Bug 64603 - Saving plain text files with Cyrillic content are wrongly encoded in ANSI charset (Windows)
Summary: Saving plain text files with Cyrillic content are wrongly encoded in ANSI cha...
Status: RESOLVED NOTABUG
Alias: None
Product: LibreOffice
Classification: Unclassified
Component: Writer (show other bugs)
Version:
(earliest affected)
3.6.4.3 release
Hardware: x86-64 (AMD64) Windows (All)
: medium normal
Assignee: Not Assigned
URL:
Whiteboard:
Keywords:
Depends on:
Blocks: Save-Text
  Show dependency treegraph
 
Reported: 2013-05-14 20:52 UTC by sogartary
Modified: 2021-05-13 09:18 UTC (History)
3 users (show)

See Also:
Crash report or crash signature:


Attachments

Note You need to log in before you can comment on or make changes to this bug.
Description sogartary 2013-05-14 20:52:16 UTC
I wrote some text in Writer in Cyrillic and saved it in "Text (.txt)", not "Text Encoded (.txt)". After opening the file again in Writer it displayed only question marks. I opened the file in a hex editor and indeed on the place of the Cyrillic letters, there were only question marks in ANSI charset encoding.
It seams that Writer has totally disregarded the presence of non ANSI characters.
What should happen in that case, is to save it in some format that can represent them, like utf8.
Comment 1 Julien Nabet 2013-05-17 22:23:52 UTC Comment hidden (obsolete)
Comment 2 sogartary 2013-05-23 05:04:08 UTC Comment hidden (obsolete)
Comment 3 Julien Nabet 2013-05-28 17:35:50 UTC
sogartary: could you rename your LO directory profile (see https://wiki.documentfoundation.org/UserProfile) and give it a new try?
The goal is to be sure it's not due to customization or something.
Comment 4 sogartary 2013-06-03 17:03:20 UTC
I have tried what you said. Renamed the %appdata%\LibreOffice\4\user directory and retried again. The bug still persists.
Comment 5 sogartary 2013-06-04 09:15:58 UTC
I also tried to reproduce the bug on Ubuntu 12.04, agian with LibreOffice 4.0.3.3. It seams that there everything is Ok.
Comment 6 Julien Nabet 2013-06-04 20:22:05 UTC
sogartary: when comments 2, 4 and 5 read together, I don't understand.
Is it ok or not with 4.0.3 and a brand new LO profile?
If it's not the case, which case is ok?
Comment 7 QA Administrators 2014-02-02 02:06:59 UTC Comment hidden (obsolete)
Comment 8 QA Administrators 2014-02-26 19:31:28 UTC Comment hidden (obsolete)
Comment 9 Urmas 2014-12-03 17:04:18 UTC
Even Notepad warns about data loss when the file contains Unicode characters.
Comment 10 Buovjaga 2021-05-07 15:15:07 UTC
This is Windows-only. If you don't use the file format "Text - Choose Encoding", the file will have question marks in place of non-ASCII characters.

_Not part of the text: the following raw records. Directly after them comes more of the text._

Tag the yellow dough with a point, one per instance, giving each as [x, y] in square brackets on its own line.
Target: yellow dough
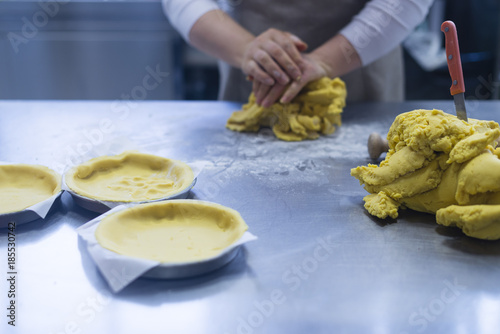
[438, 163]
[171, 231]
[129, 177]
[314, 111]
[22, 186]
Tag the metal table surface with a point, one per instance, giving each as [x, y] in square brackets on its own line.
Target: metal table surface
[321, 263]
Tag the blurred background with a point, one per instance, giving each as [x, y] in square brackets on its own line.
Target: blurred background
[123, 50]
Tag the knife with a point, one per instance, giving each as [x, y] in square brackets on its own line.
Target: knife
[457, 88]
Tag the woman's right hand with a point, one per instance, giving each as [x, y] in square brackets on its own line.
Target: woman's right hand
[274, 57]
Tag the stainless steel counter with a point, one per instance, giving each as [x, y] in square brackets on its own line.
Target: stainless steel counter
[321, 263]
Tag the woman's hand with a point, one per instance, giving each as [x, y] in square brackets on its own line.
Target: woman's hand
[274, 57]
[312, 69]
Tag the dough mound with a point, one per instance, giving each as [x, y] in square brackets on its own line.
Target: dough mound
[439, 164]
[314, 111]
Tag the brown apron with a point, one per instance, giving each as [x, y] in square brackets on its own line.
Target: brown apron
[315, 22]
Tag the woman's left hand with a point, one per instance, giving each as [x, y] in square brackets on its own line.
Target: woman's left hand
[312, 69]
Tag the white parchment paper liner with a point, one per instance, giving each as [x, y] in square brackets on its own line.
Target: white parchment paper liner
[40, 209]
[196, 167]
[120, 270]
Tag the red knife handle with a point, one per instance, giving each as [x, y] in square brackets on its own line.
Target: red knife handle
[453, 57]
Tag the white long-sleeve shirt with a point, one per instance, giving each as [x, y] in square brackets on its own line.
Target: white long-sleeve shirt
[378, 28]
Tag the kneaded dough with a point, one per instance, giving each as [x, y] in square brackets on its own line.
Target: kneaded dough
[129, 177]
[314, 111]
[171, 231]
[438, 163]
[22, 186]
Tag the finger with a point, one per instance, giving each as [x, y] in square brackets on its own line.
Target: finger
[282, 57]
[260, 90]
[273, 95]
[264, 59]
[299, 44]
[293, 90]
[253, 70]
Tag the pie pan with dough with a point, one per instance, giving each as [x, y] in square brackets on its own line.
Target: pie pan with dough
[26, 192]
[131, 177]
[164, 240]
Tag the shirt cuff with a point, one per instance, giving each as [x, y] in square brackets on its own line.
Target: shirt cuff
[184, 14]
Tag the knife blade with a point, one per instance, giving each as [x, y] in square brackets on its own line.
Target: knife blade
[457, 88]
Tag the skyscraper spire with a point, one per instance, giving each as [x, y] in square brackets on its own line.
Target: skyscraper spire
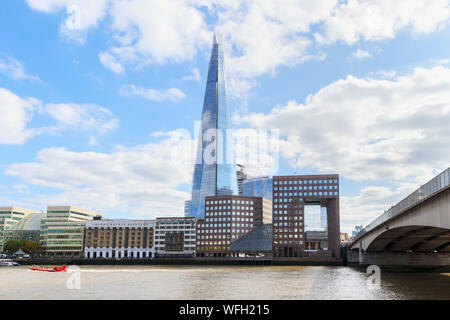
[215, 169]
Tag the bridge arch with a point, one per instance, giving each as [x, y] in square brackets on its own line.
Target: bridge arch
[417, 229]
[414, 238]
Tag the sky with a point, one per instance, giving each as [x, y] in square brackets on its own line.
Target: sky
[99, 99]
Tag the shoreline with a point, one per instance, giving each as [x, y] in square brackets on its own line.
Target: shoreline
[225, 262]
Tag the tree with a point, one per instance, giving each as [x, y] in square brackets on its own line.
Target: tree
[11, 246]
[33, 248]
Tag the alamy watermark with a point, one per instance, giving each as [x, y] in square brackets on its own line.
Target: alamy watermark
[255, 148]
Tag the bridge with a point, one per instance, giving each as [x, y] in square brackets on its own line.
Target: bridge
[414, 232]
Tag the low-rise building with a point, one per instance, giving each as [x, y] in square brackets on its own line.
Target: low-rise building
[175, 237]
[62, 230]
[118, 239]
[14, 221]
[228, 218]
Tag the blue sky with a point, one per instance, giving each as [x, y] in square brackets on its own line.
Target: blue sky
[92, 93]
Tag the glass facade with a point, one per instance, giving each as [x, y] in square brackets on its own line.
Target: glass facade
[17, 224]
[62, 230]
[258, 187]
[215, 169]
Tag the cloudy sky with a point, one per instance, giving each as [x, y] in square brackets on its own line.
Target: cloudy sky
[98, 99]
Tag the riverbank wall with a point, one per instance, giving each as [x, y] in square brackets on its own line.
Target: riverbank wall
[184, 261]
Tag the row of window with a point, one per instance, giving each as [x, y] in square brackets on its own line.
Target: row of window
[228, 219]
[230, 207]
[209, 202]
[323, 181]
[335, 187]
[299, 194]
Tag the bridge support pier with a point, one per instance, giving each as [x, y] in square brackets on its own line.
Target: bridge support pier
[439, 259]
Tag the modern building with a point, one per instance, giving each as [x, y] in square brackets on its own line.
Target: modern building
[228, 218]
[295, 233]
[357, 230]
[118, 239]
[255, 244]
[175, 237]
[345, 238]
[62, 230]
[241, 177]
[14, 222]
[258, 187]
[27, 229]
[215, 169]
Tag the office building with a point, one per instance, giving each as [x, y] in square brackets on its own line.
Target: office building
[175, 237]
[62, 230]
[119, 239]
[17, 223]
[228, 218]
[215, 169]
[258, 187]
[292, 197]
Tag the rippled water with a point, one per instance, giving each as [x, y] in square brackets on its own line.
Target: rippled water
[220, 282]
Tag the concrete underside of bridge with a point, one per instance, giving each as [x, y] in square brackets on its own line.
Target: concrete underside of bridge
[417, 237]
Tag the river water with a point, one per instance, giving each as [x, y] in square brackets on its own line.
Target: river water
[218, 282]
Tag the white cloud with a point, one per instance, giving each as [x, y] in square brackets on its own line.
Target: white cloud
[259, 36]
[155, 31]
[82, 117]
[374, 20]
[81, 15]
[368, 128]
[15, 115]
[361, 54]
[15, 70]
[110, 62]
[194, 76]
[173, 94]
[137, 181]
[370, 203]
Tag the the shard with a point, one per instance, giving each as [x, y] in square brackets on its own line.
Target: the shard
[215, 169]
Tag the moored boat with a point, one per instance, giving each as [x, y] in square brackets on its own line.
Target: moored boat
[8, 263]
[54, 269]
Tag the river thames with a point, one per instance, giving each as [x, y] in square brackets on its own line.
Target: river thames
[220, 282]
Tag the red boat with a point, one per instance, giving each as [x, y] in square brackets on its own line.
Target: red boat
[54, 269]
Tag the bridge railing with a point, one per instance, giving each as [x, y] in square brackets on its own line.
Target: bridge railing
[430, 188]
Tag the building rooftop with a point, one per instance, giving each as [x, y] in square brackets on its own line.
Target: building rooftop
[258, 240]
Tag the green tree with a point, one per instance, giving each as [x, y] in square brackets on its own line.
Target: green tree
[11, 246]
[33, 248]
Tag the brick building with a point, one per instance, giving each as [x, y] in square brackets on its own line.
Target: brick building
[290, 196]
[228, 218]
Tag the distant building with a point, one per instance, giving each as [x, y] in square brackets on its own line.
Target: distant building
[187, 208]
[62, 230]
[258, 187]
[241, 177]
[215, 168]
[345, 238]
[27, 229]
[227, 219]
[213, 176]
[256, 243]
[118, 239]
[357, 230]
[17, 223]
[291, 195]
[175, 237]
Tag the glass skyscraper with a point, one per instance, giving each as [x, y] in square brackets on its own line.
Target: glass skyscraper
[215, 169]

Version: 7.2.0.0.alpha0+ (x64) / LibreOffice Community
Build ID: 9df3aa7ea72d61462e430643f2a80906dce4e15b
CPU threads: 2; OS: Windows 10.0 Build 19042; UI render: Skia/Raster; VCL: win
Locale: fi-FI (fi_FI); UI: en-US
Calc: threaded Jumbo
Comment 11 Mike Kaganski 2021-05-13 07:49:47 UTC
(In reply to Urmas from comment #9)
> Even Notepad warns about data loss when the file contains Unicode characters.

As well as LibreOffice warns when anyone saves anything to TXT, because there will be inevitable loss - of formatting; of graphics; of metadata; of information in headers/footers. No need in additional warnings about "also, not all characters present in document *body* are representable in selected encoding's charset".

Of course this is not Windows-only; it would appear on any platform with system encoding being non-Unicode. However, on other platforms it's *usual* to use UTF-8. But there exist Linux systems using e.g. KOI-8R, etc.

This is NOTABUG.
Comment 12 Mike Kaganski 2021-05-13 09:18:22 UTC
On the other hand, why not change our "simple text" export to use UTF-8 (with BOM) instead of "system encoding" (unless there's existing encoding information from import - see tdf#120574, which is a different problem)? That would avoid this situation; UTF-8 is universal standard now, with much better chances to be correctly read than any other encoding. So should this become "Use UTF-8 instead of system encoding in text export filter by default"?